Marriott International's MAR 4.61% late Chief Executive Officer Arne Sorenson, who died last week, told Forbes in 2019 that he wanted his company to be "as big as possible." His boldest move came back in 2015 when he announced that Marriott would acquire Starwood Hotels & Resorts Worldwide, adding brands that appealed to travelers' interests and values such as design, fashion, youth and productivity. Now Marriott is hoping Mr. Sorenson's biggest deal can be its savior.

If big was Mr. Sorenson's mission, he succeeded. Marriott's acquisition of Starwood made it the largest hotel chain in the world. Over the course of Mr. Sorenson's decade-plus tenure at the top, Marriott's stock more than tripled, keeping most of his long-term shareholders happy.
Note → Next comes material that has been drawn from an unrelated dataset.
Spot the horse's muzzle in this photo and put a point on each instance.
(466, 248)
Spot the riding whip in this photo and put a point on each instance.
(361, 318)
Until last year, at least, when some of its portfolio's strengths became its biggest weaknesses. Nearly half of Marriott's hotel rooms are now in urban areas, while upscale rooms make up about a third of its portfolio. In 2019, 60% of its room nights booked were for business travel. In 2020, the coronavirus hit urban and upscale hotels the hardest in the hotel industry, according to data from hotel-analytics firm STR. Perhaps worst of all, business travel essentially evaporated overnight. At the height of the pandemic in April, Marriott temporarily had to shut more than a quarter of its hotels, while revenue per available room was down 90% year on year.

But at least some of Marriott's die hard investors seem relatively undeterred, even while trends remain severely depressed. On Thursday, Marriott said it swung to its first full-year loss since 2009. It also said occupancy rates in the U.S. and Canada fell from the third to the fourth quarter to just 35%, less than half of the world-wide occupancy levels the company saw in 2019 overall. Meanwhile, the company declined to give a substantive 2021 outlook, except to say that the impact of Covid-19 would continue to be material to its results.